Liseyi bitirip üniversiteye başladıkları yıl Prof. Dr. Osman Turan, Türk Ocakları Genel Başkanı olmuş; Genel Merkez Ankara’ya taşınmıştı. Yeni yönetim, Ocak’ı daha faal hâle getirmek istiyordu. İlk olarak artık Ankara’da yayımlanması kararlaştırılan Türk Yurdu dergisinin neşriyat müdürlüğüne Galip Erdem getirildi; başarılı bir gazeteci olan ve sorumluluğunu üstlenen Ömer Rasih Öztürkmen ile Galip Erdem, kapak şeklinden sayfa düzenlemesine kadar yaptıkları yeniliklerle Türk Yurdu’nu okunan ve aranan bir dergi hâline getirdiler.
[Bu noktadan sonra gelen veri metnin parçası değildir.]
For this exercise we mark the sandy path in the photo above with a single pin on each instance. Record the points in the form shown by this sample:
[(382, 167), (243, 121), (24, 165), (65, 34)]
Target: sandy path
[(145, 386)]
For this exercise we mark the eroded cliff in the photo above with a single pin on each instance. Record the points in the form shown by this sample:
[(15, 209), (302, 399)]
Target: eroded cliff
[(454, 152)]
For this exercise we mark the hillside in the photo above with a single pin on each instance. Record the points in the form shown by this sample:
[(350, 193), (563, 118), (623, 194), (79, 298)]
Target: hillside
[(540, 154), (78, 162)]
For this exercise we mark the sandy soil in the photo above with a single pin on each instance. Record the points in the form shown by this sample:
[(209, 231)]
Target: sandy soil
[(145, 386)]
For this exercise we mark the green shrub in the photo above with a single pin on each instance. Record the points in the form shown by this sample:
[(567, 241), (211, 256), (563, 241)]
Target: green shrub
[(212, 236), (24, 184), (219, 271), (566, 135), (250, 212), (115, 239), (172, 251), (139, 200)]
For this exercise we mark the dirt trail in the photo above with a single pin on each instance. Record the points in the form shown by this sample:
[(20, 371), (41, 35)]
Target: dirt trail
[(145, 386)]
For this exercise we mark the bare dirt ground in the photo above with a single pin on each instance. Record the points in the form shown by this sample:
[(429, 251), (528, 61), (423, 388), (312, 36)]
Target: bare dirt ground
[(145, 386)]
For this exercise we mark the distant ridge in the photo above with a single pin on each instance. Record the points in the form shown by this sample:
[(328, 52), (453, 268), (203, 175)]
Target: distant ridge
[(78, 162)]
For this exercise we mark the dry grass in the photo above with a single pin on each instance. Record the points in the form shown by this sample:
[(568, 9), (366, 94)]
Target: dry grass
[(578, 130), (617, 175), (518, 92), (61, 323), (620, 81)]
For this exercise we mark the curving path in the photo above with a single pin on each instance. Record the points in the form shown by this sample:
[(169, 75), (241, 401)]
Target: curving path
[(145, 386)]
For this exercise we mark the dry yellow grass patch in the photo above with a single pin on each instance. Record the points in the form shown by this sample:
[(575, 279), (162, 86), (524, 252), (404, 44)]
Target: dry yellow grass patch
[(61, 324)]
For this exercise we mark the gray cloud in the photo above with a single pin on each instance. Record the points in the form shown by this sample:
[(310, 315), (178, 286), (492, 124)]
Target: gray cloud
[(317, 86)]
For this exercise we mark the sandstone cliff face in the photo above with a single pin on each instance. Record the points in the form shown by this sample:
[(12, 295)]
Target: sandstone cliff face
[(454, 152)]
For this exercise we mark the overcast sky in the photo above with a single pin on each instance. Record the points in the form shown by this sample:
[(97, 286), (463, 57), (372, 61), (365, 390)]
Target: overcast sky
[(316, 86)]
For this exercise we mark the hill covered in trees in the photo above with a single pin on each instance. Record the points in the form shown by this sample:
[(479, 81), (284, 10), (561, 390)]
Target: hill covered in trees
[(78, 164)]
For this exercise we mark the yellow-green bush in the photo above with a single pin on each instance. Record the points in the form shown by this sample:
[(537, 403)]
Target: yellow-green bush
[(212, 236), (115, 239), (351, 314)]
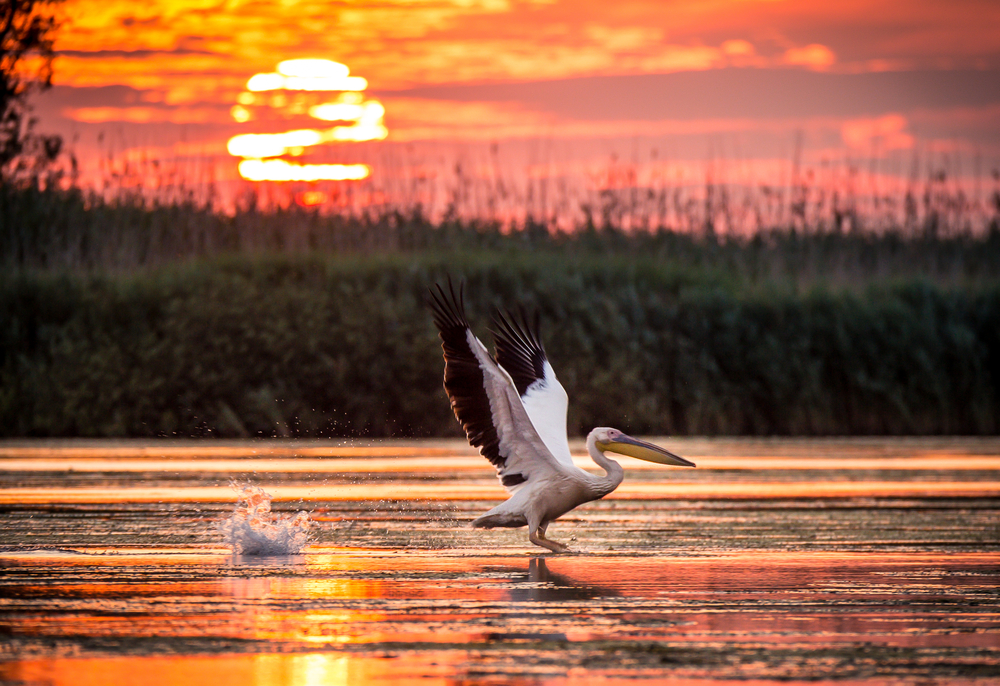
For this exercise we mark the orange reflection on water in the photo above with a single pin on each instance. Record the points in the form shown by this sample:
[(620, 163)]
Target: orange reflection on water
[(456, 490), (311, 669)]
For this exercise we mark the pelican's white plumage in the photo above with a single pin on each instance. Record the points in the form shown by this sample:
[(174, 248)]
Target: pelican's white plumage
[(513, 409)]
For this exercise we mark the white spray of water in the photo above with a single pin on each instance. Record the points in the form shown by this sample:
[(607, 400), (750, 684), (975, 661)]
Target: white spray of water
[(255, 530)]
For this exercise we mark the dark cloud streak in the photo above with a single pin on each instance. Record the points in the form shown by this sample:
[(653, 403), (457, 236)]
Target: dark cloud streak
[(733, 93)]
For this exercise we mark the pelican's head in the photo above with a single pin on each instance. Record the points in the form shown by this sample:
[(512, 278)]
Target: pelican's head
[(606, 438)]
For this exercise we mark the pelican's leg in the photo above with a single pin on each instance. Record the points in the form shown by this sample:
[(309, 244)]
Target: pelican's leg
[(537, 536)]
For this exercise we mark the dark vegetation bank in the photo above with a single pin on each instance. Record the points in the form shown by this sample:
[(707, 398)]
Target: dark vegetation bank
[(309, 345)]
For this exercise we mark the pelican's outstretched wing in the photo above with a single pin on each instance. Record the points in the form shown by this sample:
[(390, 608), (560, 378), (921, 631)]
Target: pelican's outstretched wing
[(520, 353), (485, 400)]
Bu arada 1959 yılı başında, Ocak Yönetimi üniversite gençliğinin faaliyetlere katılmasını temin için Gençlik Kolu kurmaya karar veriyor ve bu işi İbrahim Metin’e havale ediyor. Hukuk Fakültesinde yakın arkadaşım olan Şerafettin (Şeref) Yılmaz, İbrahim Metin ile kapı komşusudur. Kendisine sürekli Türk milliyetçiliğini anlatıp etkilemeye çalışan İbrahim’e benden bahseder ve aynı şeyleri anlattığımı söyler. Kuruluş aşamasındaki Gençlik Kolu’nun fakültelere açılmasına çalışan İbrahim, benimle tanışmak için Şeref’i aracı yapar. Bir akşam vakti İbrahim Metin, Sadi Somuncuoğlu, Mustafa Kafalı ve Halil Özyıldız ile birlikte Fakülte’ye geldiler. Mustafa Kafalı, bizlerden dört yaş kadar büyüktü. İki yıl kadar Hukuk Fakültesinde okuduktan sonra DTCF’nin Tarih Bölümünü tercih etmişti ve son sınıftaydı. Gece geç vakitlere kadar bahçede Türk milliyetçiliğini, Türk dünyasını, 1944 olaylarını konuştuk. Görüş ve düşüncelerimiz tümüyle örtüşüyordu. Böylelikle Ocak çatısı altında bir araya gelerek ömür boyu sürecek kalbî ve fikrî dostluk grubunu oluşturduk. O gece birlikte olduğumuz dört gönüldaşım, artık bu fani âlemde değiller; başka bir ifadeyle camiada benim gibi aynı yaş grubundan olanlar “akran-ı yetim”dir artık.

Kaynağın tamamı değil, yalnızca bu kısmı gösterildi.